LOWER MISSISSIPPI RIVER RISING
The Lower Mississippi from Cairo to New Orleans is rising and some areas will now reach flood stage. Barge traffic is moving, but some barge terminals have been forced to shut down due to high water. On July 17, the U.S. Army Corps of Engineers reported on its website that the Mississippi River at the Carrollton gage has risen to 15.0 feet, prompting the Corps to “activate the second phase of flood fight procedures to monitor levees along the Mississippi River. Closely coordinating efforts with the local levee authorities, the New Orleans District will begin daily patrolling of levees along the Mississippi River from Baton Rouge to Venice.”

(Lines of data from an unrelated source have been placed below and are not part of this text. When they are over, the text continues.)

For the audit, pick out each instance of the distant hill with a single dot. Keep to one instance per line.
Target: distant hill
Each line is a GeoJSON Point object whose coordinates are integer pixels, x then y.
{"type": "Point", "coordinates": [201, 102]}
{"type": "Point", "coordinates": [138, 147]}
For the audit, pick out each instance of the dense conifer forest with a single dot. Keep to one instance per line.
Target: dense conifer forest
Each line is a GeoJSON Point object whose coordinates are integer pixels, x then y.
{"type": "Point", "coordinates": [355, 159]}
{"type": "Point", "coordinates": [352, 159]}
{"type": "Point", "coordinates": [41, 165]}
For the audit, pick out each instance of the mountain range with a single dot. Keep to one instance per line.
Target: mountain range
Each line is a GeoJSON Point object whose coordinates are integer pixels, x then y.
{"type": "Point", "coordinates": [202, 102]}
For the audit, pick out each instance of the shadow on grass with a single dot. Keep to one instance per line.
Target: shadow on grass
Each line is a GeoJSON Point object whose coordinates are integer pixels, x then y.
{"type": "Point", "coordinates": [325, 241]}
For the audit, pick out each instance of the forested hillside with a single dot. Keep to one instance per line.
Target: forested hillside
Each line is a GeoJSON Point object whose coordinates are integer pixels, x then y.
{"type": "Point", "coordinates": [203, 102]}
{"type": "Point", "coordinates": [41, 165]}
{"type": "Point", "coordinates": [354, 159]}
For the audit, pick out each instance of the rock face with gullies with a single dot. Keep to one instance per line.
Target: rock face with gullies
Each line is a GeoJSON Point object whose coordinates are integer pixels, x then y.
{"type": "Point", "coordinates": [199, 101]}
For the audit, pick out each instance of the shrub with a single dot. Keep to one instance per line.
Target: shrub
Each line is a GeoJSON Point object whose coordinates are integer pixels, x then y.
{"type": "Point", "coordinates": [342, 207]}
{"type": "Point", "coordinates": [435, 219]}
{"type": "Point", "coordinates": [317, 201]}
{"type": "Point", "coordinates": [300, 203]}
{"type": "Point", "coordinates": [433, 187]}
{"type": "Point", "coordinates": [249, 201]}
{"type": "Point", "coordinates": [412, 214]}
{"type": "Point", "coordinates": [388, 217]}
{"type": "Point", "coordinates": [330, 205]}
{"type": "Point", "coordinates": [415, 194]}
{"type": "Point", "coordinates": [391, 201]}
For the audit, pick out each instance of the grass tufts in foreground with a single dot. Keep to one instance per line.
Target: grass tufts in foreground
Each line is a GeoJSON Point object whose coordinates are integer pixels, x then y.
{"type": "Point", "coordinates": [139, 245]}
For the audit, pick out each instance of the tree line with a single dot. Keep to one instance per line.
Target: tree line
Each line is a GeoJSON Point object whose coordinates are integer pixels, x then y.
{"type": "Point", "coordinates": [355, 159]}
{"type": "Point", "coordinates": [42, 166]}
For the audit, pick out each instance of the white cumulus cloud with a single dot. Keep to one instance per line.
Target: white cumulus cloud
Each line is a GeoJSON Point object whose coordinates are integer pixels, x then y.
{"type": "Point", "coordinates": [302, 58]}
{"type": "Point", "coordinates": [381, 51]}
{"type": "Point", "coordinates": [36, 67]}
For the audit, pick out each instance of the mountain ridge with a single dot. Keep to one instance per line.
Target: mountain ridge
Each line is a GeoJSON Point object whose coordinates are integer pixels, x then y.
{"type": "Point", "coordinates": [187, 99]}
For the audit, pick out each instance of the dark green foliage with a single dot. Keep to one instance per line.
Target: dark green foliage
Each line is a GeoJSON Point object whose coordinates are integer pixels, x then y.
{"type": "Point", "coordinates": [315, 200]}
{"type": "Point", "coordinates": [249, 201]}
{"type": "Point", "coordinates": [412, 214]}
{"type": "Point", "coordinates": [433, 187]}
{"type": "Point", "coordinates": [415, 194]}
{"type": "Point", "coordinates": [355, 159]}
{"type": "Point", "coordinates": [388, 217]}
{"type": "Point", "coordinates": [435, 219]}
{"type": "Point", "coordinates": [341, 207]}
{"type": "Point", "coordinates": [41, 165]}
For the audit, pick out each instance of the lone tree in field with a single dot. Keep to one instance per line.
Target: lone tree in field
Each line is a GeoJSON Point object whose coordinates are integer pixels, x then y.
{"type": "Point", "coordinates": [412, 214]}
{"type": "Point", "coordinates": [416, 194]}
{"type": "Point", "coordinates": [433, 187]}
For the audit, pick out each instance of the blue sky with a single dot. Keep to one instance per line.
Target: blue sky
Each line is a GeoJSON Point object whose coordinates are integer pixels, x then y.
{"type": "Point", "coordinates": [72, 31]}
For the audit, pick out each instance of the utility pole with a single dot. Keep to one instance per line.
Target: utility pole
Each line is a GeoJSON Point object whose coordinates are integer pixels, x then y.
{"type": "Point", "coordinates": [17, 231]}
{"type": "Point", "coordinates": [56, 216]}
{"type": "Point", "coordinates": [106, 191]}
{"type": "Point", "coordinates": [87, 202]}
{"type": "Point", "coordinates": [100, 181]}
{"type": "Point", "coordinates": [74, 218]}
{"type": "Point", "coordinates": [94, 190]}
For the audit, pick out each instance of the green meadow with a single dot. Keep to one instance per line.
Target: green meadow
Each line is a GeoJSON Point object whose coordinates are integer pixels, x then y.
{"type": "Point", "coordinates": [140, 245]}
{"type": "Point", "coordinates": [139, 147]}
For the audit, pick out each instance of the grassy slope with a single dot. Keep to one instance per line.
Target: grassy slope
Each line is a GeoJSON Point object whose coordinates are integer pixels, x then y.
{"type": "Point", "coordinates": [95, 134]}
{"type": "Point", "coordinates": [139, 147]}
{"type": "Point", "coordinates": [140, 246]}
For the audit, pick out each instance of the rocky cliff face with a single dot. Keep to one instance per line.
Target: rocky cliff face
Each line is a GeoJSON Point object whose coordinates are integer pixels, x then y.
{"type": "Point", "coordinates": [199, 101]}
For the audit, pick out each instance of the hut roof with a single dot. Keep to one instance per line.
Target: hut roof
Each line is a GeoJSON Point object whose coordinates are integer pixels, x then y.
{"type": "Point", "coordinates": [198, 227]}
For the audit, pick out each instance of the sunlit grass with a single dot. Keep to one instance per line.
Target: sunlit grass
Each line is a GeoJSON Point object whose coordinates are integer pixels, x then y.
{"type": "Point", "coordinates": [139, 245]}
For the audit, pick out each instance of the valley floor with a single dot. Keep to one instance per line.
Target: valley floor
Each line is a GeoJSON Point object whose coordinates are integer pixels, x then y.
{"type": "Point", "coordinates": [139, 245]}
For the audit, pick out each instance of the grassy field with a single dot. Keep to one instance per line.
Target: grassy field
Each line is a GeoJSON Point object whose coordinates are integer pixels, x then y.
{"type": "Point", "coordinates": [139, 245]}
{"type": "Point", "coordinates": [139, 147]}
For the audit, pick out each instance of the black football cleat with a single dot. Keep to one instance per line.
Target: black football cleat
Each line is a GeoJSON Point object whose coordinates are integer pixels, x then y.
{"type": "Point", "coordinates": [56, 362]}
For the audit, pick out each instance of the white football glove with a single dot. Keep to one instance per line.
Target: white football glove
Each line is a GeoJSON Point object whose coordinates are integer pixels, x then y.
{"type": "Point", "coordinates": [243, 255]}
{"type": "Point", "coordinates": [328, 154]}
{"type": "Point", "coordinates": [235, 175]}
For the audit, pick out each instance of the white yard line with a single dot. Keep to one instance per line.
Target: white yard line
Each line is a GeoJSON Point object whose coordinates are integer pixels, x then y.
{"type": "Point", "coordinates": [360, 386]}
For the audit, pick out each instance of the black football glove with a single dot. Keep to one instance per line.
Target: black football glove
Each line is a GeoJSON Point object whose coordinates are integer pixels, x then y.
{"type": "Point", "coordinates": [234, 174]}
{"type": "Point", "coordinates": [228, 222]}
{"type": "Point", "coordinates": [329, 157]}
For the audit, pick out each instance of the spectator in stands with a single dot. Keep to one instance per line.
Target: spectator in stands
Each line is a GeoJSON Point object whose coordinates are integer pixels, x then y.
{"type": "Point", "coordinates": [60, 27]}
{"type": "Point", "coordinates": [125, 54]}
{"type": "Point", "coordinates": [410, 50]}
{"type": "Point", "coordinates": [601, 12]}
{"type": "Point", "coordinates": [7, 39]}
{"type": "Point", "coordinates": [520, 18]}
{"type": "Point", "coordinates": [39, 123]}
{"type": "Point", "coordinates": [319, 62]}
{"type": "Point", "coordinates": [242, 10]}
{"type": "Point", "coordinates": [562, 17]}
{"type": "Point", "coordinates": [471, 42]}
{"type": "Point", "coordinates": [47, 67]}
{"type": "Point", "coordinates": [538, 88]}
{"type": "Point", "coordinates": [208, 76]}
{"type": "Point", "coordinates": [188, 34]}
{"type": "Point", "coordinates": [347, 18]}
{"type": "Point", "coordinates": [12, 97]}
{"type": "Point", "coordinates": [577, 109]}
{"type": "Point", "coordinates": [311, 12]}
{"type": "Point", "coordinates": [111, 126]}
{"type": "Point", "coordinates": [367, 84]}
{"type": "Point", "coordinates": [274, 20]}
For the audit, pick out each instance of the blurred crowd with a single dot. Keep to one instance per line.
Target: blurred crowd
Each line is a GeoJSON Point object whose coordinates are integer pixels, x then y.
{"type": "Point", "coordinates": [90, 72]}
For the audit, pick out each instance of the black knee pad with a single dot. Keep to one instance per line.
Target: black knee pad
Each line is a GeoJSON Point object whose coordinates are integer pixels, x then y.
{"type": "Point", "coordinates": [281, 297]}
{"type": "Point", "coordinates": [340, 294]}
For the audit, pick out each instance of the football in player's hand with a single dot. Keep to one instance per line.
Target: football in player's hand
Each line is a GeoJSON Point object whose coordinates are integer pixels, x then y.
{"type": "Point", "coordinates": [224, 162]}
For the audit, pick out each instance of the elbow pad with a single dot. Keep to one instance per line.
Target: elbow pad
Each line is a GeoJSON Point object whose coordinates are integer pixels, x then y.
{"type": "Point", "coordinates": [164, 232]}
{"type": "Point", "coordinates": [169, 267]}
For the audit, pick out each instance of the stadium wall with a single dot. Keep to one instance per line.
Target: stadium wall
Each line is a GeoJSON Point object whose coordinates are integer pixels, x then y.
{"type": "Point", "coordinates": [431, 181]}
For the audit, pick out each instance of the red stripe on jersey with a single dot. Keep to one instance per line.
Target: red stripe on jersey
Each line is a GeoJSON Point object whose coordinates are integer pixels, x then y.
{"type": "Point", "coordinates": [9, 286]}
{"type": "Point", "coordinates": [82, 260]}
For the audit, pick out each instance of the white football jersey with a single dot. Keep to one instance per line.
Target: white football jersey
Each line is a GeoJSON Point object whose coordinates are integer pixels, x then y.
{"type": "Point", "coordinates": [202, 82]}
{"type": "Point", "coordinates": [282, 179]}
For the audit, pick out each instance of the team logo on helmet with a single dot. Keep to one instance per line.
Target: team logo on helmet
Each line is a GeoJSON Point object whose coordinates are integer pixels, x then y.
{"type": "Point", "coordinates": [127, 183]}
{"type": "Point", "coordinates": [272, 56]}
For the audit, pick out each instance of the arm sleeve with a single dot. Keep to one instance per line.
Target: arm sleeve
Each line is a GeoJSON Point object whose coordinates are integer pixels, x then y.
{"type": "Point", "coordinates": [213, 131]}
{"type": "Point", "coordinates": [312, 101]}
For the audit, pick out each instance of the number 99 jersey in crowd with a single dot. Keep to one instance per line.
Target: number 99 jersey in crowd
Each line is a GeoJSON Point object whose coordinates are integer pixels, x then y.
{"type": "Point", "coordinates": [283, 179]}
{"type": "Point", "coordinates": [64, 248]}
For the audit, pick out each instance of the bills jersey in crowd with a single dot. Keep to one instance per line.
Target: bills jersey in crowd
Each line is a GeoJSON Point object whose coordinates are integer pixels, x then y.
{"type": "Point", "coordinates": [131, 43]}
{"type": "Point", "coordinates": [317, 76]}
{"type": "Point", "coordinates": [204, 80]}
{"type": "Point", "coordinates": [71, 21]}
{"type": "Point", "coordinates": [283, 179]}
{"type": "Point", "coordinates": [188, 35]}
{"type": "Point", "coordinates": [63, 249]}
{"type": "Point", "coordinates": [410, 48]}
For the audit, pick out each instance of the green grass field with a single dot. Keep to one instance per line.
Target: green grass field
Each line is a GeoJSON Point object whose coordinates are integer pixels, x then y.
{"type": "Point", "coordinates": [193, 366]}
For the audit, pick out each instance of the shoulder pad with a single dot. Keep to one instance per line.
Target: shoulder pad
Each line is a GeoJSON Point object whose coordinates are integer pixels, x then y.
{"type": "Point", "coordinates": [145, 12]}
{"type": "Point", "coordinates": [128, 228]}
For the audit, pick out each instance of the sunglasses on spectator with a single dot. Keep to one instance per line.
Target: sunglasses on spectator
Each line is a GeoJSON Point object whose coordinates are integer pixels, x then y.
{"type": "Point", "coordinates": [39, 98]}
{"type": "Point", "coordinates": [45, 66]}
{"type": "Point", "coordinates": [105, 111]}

“Increased patrols help ensure our ability to respond quickly to any problem areas that may develop along the levee system because of the elevated water levels,” the Corps added. “Also, construction projects within 1,500 feet of the levee system that were previously permitted must be shut down.”
HIGH WATER, LOW BASIS
River flooding caused basis bids to drop for barge movement. On July 1, Gulf barge basis bids were at plus 60. As of July 17, Gulf basis barge bids were at plus 44. Barge freight was not quoted on the Illinois River most of the month because the flooding hampered movement up and down the river.
River terminal basis has been weak to no quotes as terminals were unable to receive barges at their facilities or were unable to load barges already there. Barge freight in St. Louis to Cairo is down 15% since July 1, down 30% in the Cairo-to-Memphis corridor and down 25% in the lower Ohio corridor.
Rail basis was also affected, as bids to St. Louis ended the week lower because congestion in the St. Louis harbor slowed down barge traffic due to high water. Freight that would have been unloaded from rail in St. Louis to move south on barges would have ended up sitting on the tracks, costing the end user demurrage.
“River levels in the New Orleans and Baton Rouge Harbors are still high with safety protocols in place,” Russell said. “Baton Rouge will now reach flood stage, but New Orleans is expected to stay just under flood stage for now. Barge and ocean vessel traffic is moving, but a little slower than usual.”